As 2020 is closing out, it’s worth taking a moment to look back and reflect on the last 100 years of engineering achievements. When you think all the way back to the 1920s, it’s hard to believe where we are today. We’re advancing at such a rapid rate that it’s almost impossible to imagine what the next 100 years will bring! Let’s take a look at some of the engineering highlights over the past century:
Frequency multiplexing concept
AT&T develops the frequency multiplexing concept, in which frequencies of speech are shifted electronically among various frequency bands to allow several telephone calls at the same time. Metal coaxial cable eventually is used to carry a wide range of frequencies.

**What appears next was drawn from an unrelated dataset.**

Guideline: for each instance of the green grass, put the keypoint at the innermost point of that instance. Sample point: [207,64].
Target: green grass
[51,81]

Synthetic rubber developed
Wallace Carothers and a team at DuPont, building on work begun in Germany early in the century, make synthetic rubber. Called neoprene, the substance is more resistant than natural rubber to oil, gasoline, and ozone, and it becomes important as an adhesive and a sealant in industrial uses.
The Pennsylvania Turnpike opens as the country’s first roadway with no cross streets, no railroad crossings, and no traffic lights. Built on an abandoned railroad right of way, it includes 7 miles of tunnels through the mountains, 11 interchanges, 300 bridges and culverts, and 10 service plazas. By the mid-1950s America’s first superhighway extends westward to the Ohio border, north toward Scranton, and east to Philadelphia for a total of 470 route miles.
Direct long-distance calling first available
In a test in Englewood, New Jersey, customers are able to make long-distance calls within the United States directly, without the assistance of an operator. But it takes another decade for direct long-distance dialing to be available nationwide.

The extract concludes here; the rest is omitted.